En ce début de récession avouée, je suis frappé par l’absence complète d’imagination des plans. On nous ressort toujours le même traitement social du chômage.

Expérimenter le « job rotation » serait un vrai progrès social.

12:29 Écrit par Charly Schwarz dans Economie, Formation, Genève, Politique, Suisse | Lien permanent | Commentaires (2) | |  Facebook

Commentaires

C'est marrant il y a toujours des gens pour pretendre tous connaitre du chomage, y compris les causes et la solution miracle.

Il y a dix ans de gauche a droite on parlait de problème de formation. Quand il n'a plus été possible de cacher qu'il y avait un tas d'universitaires (trop jeune, trop vieux, trop chers etc) au chomage il a bien fallu trouver une autre simplification: La durée.

(Et de toute façon pour pousser a l'absurde: si tout les chômeurs étaient poussés a faire un doctorat en physique nucleaire, on verrait simplememt des chauffeurs-livreurs dr en physique et au chomage.)

Mais que se soit a la sortie des études ou sur 15 ans d'experience, qu'est ce que ça change que se soit 1 ou 10 mois de chomage ? Et même dans votre exemple danois, le salarié qui a été remplacé pour une année de congé, a-t-il aussitôt "desapris" son boulot ?

Ceci dit je ne vous jettes pas la pierre pour faire des propositions, personnelement j'avoue ne pas en avoir.

CE

Écrit par : Eastwood | 03/03/2009

Commençons déjà par des choses simples, lorsqu'une femme part en congé maternité ou que quelqu'un tombe malade, remplaçons-les durant leurs absence.

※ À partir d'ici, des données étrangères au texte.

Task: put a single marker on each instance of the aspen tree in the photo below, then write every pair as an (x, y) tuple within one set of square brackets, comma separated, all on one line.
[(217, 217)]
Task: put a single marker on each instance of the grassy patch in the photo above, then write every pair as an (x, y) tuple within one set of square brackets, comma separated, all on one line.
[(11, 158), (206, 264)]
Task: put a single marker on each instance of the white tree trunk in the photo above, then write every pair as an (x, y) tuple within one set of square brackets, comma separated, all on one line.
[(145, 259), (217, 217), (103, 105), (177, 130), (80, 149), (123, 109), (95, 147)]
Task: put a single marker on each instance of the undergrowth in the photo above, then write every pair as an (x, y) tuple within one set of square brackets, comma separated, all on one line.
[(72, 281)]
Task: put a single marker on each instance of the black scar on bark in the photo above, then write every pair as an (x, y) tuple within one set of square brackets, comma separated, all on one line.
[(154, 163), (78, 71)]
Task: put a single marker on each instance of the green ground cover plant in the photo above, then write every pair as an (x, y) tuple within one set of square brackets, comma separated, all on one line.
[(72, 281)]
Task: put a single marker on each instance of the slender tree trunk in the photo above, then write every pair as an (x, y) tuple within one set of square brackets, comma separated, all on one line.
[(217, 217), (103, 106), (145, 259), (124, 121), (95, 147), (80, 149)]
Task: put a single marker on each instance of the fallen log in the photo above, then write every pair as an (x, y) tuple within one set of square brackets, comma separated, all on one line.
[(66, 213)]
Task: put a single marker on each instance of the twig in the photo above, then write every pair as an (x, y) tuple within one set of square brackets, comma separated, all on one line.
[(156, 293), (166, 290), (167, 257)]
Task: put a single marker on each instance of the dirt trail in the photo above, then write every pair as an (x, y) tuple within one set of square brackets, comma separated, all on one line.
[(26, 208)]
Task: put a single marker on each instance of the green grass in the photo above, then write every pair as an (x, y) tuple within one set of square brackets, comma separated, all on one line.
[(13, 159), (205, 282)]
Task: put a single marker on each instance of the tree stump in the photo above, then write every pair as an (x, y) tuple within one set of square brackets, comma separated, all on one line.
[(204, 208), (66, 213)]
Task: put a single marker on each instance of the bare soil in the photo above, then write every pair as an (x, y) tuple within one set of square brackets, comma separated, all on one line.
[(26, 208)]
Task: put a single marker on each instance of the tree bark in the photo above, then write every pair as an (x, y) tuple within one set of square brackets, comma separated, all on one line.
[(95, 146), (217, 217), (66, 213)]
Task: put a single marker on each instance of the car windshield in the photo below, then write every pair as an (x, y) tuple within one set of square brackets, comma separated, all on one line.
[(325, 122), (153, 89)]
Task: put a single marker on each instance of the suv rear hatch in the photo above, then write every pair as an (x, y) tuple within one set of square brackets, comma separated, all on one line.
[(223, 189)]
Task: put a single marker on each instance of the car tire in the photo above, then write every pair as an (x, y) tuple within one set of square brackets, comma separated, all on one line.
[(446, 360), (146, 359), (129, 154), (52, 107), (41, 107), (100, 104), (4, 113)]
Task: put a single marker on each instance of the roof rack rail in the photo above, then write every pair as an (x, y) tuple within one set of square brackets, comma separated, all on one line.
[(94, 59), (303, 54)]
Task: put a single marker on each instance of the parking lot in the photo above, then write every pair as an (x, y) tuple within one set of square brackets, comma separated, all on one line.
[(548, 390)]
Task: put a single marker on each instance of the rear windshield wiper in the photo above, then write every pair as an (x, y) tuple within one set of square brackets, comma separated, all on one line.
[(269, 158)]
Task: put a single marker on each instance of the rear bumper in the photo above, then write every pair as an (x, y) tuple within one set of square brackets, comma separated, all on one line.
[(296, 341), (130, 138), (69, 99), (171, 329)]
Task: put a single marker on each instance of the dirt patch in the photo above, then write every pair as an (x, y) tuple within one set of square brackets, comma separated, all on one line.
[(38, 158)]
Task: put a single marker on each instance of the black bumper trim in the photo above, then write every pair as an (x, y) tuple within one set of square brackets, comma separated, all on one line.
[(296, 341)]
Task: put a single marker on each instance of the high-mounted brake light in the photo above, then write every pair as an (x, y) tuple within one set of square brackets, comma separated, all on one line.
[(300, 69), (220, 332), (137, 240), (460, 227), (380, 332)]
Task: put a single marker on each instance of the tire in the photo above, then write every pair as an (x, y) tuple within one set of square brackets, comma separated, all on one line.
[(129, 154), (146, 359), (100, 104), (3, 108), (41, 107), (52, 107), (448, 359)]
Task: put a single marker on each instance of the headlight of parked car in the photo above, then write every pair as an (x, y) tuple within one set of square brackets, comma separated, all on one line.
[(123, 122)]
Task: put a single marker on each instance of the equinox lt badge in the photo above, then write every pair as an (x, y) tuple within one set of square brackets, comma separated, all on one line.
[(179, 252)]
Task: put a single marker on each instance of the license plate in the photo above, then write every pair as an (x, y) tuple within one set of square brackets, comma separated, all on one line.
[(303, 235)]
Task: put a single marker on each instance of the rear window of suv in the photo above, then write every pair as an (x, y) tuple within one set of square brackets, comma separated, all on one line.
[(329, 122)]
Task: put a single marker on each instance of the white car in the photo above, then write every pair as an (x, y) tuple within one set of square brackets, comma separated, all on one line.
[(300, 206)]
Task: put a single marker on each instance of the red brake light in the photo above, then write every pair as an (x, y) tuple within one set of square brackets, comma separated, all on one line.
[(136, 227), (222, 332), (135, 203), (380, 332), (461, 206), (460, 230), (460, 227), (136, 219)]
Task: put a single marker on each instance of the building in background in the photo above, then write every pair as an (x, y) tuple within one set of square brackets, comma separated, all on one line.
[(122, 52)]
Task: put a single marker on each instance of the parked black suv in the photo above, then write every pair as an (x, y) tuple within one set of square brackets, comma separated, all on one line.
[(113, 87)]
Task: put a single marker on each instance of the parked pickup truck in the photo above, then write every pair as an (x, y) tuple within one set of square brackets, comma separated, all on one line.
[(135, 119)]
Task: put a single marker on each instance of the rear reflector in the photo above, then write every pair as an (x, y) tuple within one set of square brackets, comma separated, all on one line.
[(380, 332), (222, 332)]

Ce n'est déjà pas le cas. Lorsque des travailleurs proposent du temps partiel accordons-le leur et engageons davantage.
ça se passe comment aujourd'hui ? On profite de ne pas les remplacer et d'économiser. Alors le Danemark, c'est lorsqu'on aura épuisé toutes les possibilités existantes qui sont sous-exploitées, voire jamais exploitées.